Security to be an absolute priority at Cricket World Cup, says ICC
Dave Richardson, chief executive of the International Cricket Council, the sport’s world governing body, has insisted that security at this year’s Cricket World Cup in England is an “absolute priority,” following Friday’s mass shooting at a mosque in Christchurch, New Zealand, which left 50 people dead after a suspected white supremacist opened fire.
Members of the Bangladesh cricket team narrowly missed being caught up in the attack, when their bus arrived just as the shooting began.
The test match between New Zealand and Bangladesh, which had been due to start on Saturday in Christchurch, was immediately cancelled, and the team has since flown home.
Richardson said: "I don't think security is anything new, obviously something happening in New Zealand probably took a lot of people by surprise and it emphasised the need not to be complacent, especially going into the World Cup.”
Richardson added: “I know the work done already by the security director together with all the security agencies in the UK, they are leaving no stone unturned, and if the threat level should rise in any way we will [further upgrade] the plans in place.”
Richardson was speaking at the final of the Pakistan Twenty20 Super League in Karachi, a tournament which passed without any security incidents.

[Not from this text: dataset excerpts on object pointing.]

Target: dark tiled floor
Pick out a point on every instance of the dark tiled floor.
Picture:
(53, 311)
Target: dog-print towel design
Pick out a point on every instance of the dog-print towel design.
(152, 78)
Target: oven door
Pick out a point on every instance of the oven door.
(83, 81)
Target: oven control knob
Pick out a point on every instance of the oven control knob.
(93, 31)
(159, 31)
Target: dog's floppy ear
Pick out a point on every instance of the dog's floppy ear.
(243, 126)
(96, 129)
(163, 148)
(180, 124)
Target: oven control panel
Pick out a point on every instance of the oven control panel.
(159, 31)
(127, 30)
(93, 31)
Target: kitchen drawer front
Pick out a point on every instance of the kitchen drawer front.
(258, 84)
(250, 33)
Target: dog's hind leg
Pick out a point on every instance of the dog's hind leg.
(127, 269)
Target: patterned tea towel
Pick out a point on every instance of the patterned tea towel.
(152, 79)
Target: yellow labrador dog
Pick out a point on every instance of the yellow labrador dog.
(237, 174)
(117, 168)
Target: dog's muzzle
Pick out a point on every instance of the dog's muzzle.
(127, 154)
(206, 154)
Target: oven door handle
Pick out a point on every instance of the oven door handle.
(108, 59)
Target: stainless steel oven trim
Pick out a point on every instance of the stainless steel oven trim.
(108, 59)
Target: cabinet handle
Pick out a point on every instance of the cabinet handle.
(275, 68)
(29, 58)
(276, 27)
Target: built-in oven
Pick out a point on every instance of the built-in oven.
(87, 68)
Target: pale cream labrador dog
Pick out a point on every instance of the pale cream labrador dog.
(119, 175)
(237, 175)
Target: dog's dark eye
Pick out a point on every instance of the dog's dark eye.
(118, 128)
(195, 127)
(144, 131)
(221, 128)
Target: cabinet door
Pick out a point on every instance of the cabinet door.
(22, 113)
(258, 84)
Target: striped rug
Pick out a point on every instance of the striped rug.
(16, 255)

Commenting on the tournament, Richardson said: “The perception outside of Pakistan was that it was quite a dangerous place to visit in the past, and that perception slowly but surely has been changed.”
While there are several examples from the last few decades of cricket tours being called off because of security concerns, these have come exclusively from Asian countries.
Pakistan plays almost all of its home fixtures in the UAE now, after the touring Sri Lankan team’s bus was hit by gunfire in Lahore in 2009.
Touring teams have also left or cancelled tours to Sri Lanka and Bangladesh amid security concerns.
The 2019 ICC Cricket World Cup will take place between 30 May and 14 July in England.